The information exposed names, addresses, and social security, driver’s license and passport numbers of the customers. The license and passport numbers were in an encrypted field, but Experian said that encryption may also have been compromised.
The massive security breach was first discovered on September 15, 2015 which impacted customers who registered for T mobile between September 01, 2013 and September 16, 2015.
Legere broke the sad news in a post on the company's website which displayed his frustration over the incident.
The post read as below:
“Obviously I am incredibly angry about this data breach and we will institute a thorough review of our relationship with Experian."
Experian took immediate action upon finding the breach. It secured the server, initiated a comprehensive investigation and notified U.S. and international law enforcement.
In the most obvious manner in which the companies react on their security being breached; Experian too is offering those impacted by the break-in two years of free credit monitoring and identity theft resolution services.
There have been a series of high-profile hacks of businesses and other organisations in recent years impacting millions and sometimes tens of millions of records, including adultery website Ashley Madison, Sony Pictures, and retailers such as Home Depot, Target, and eBay.
Theft of personnel records from the U.S. government this year, a 2014 breach on JPMorgan Chase and a 2013 attack on Target Corp's cash register systems were also some of them.
The irony is that a company which handles the personal information of many Americans had not been able to protect the information of customers who applied for T mobile services.
It is the second massive breach linked to Experian.
An attack on the company's subsidiary happened in 2012 which exposed the Social Security numbers of 200 million Americans and prompted an investigation by at least four states, including Connecticut.

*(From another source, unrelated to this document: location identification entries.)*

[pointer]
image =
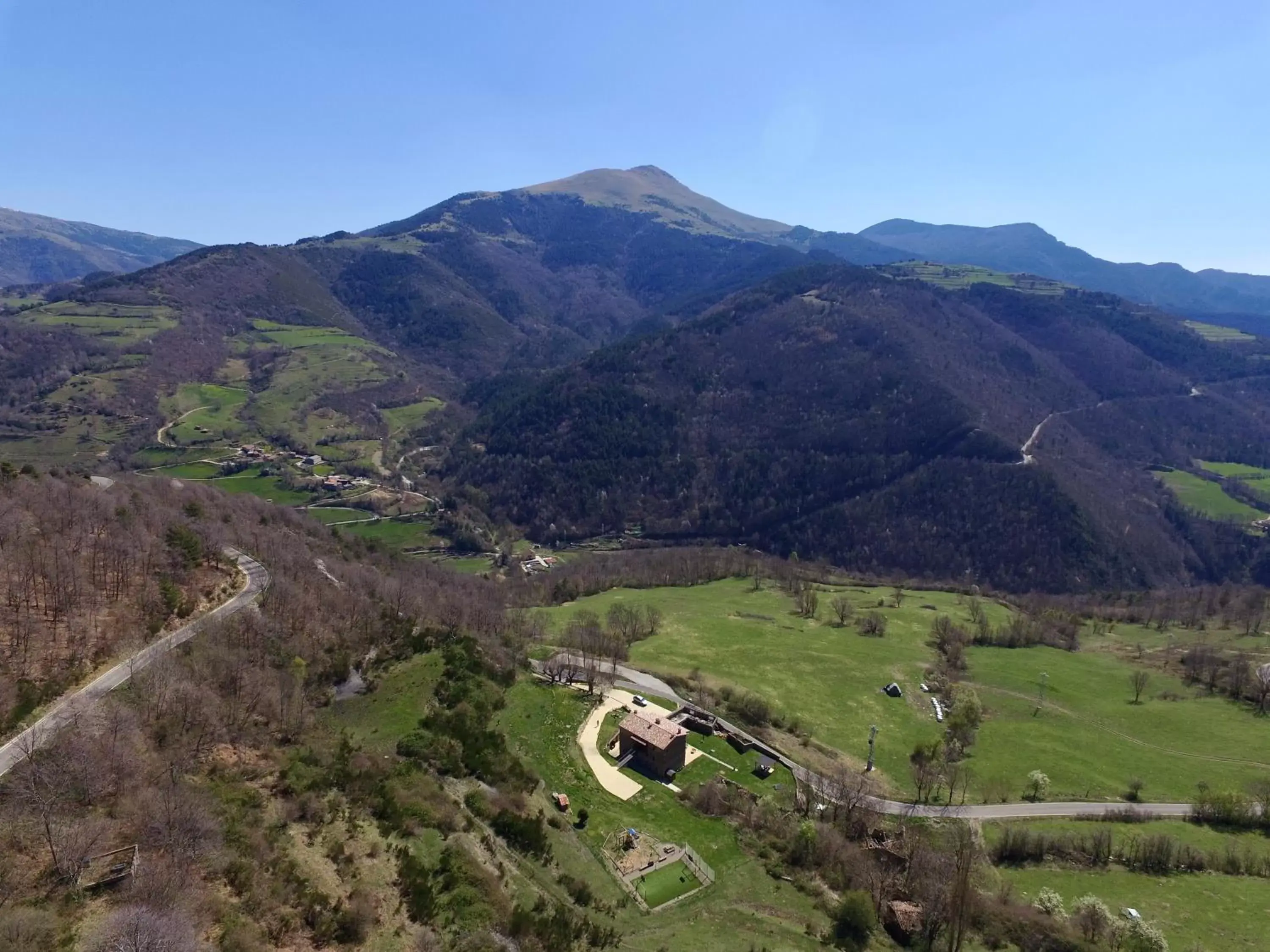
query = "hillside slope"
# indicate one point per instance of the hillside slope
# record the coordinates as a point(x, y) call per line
point(36, 249)
point(875, 423)
point(1028, 248)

Though the security breach will adversely affect both the companies but T Mobile is trying to put all the blame on Experian.
In one o it’s FAQ , it read-
“Experian has taken full responsibility for the theft of data from its server.”
Both the companies had made it clear that no credit card or banking data was exposed. Yet, the hoard of T-Mobile customer data can still be used for assembling profiles for identity theft.
If consumers can’t pressure data aggregators like Experian into securing their secrets, perhaps the consumer-facing companies who collect that information can.